De la buena de Amy siempre quedará su obra como una marca indeleble, eterna; pues eterna es el alma, y alma es canción. Pero es el tormento, ese precipicio tantas veces tentado en vida, lo que de verdad inquieta y atribula. No me interesa tanto el personaje como la persona. Encontrando en la canción la manera de purgar el cáliz del dolor, quizás no consiguiera más que abrir las puertas a un Dédalo de imposible salida. Dolor con dolor. Antes y durante. Es posible que naciera ya cadáver. Dinero, Gloria, Fama, Drogas, Talento. Demasiado lastre para un bergantín que tal vez soltara amarras ya desorientado, sin destino, más que el de dejarse balancear por la marea. Y mientras, cantar. Y dejarse morir. Y arrojar mensajes en una botella al mar de la sordera. Si detrás de la autodestrucción suicida no se halla más que una llamada de atención, un aldabonazo al exterior, ¿qué es si no el entregarse lentamente a la degollina de las drogas? Morder la boca del precipicio esperando a que el cielo le tienda el hilo de Teseo. Toda su vida no pudo ser sino eso mismo: gritos de desgarro suplicando ayuda.

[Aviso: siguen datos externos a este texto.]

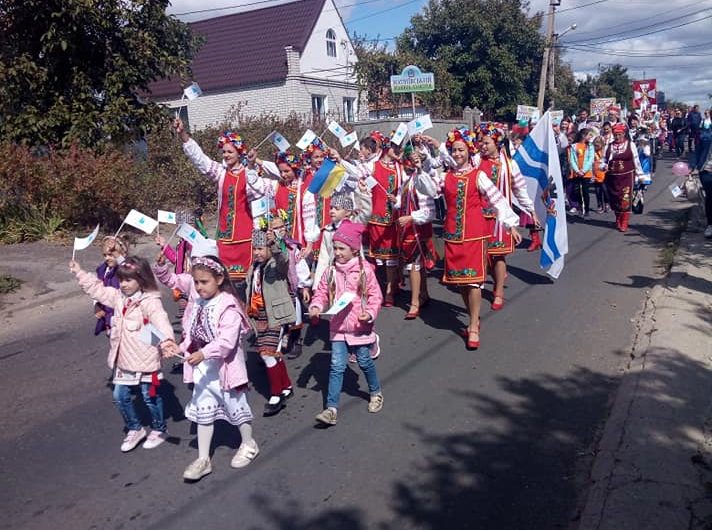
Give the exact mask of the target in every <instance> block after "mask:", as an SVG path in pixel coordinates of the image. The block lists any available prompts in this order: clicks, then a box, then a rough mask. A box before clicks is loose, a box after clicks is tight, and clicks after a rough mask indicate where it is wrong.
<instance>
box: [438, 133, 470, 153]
mask: <svg viewBox="0 0 712 530" xmlns="http://www.w3.org/2000/svg"><path fill="white" fill-rule="evenodd" d="M457 141H460V142H464V143H465V145H466V146H467V151H468V152H469V153H470V154H471V155H474V154H475V135H474V134H473V133H472V131H471V130H469V129H466V128H462V129H453V130H452V131H450V132H449V133H447V140H445V147H446V148H447V150H448V151H449V152H452V144H454V143H455V142H457Z"/></svg>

Y de ahí el trágico punto en el que el dolor y la creación se abrazan en macabro cortejo. Cada vez que un sueño se cumple, una obra de arte muere, rezan los humanistas. Quizás por ello la creación lleve consigo esencias de muerte, la sombra de la huella maldita, materia prima de la obra, de igual que las manos del alfarero requieren de la arcilla húmeda. «Así se producen todas aquellas obras de arte, en las cuales un solo hombre atormentado se eleva por un momento tan alto sobre su propio destino, que su dicha luce como una estrella, y a todos aquellos que la ven, les parece algo eterno y como su propio sueño de felicidad. Todos estos hombres, llámense como se quieran sus hechos y sus obras, no tienen realmente, por lo general, una verdadera vida, es decir, su vida no es ninguna esencia, no tiene forma, no son héroes o artistas o pensadores a la manera como otros son jueces, médicos, zapateros o maestros, sino que su existencia es un movimiento, y flujo y reflujo eterno y penoso, infeliz y dolorosamente desgarrado, es terrible y no tiene sentido», sentencia el folleto de feria que halla el pobre Harry, aquel Tractat del lobo estepario, donde se adentra en el alma del artista con la precisión de un buscador de huellas.
Lejos queda el burdo y chocarrero malditismo 'snob', que no es sino mera costra de orines, farfolla, capas de piel seca, a través de las cuales no se ve acaso sino destellos de un alma henchida de narcisismo ramplón y delirios de grandeza. Sobreactuación. El patetismo del poeta desharrapado que se agarra a la botella mientras expulsa anillos de humo al cielo aguardando la caída del verso más redondo; o el del cantautor que se disfraza de Bukowsky mientras templa las cuerdas de una guitarra que apenas suena a humano.
Y es que «cada vez que Dios le entrega a uno un don, también le da un látigo; y el látigo es únicamente para autoflagelarse». Y es ahí, en el dolor, en el llanto contenido, en el pecado, donde quizás se halle el camino a la santidad, la redención absoluta, de igual que San Cristóbal encontrara en el pecado la beatitud. Y alto es el precio. La asfixia, esa sí, es la peor de las muertes.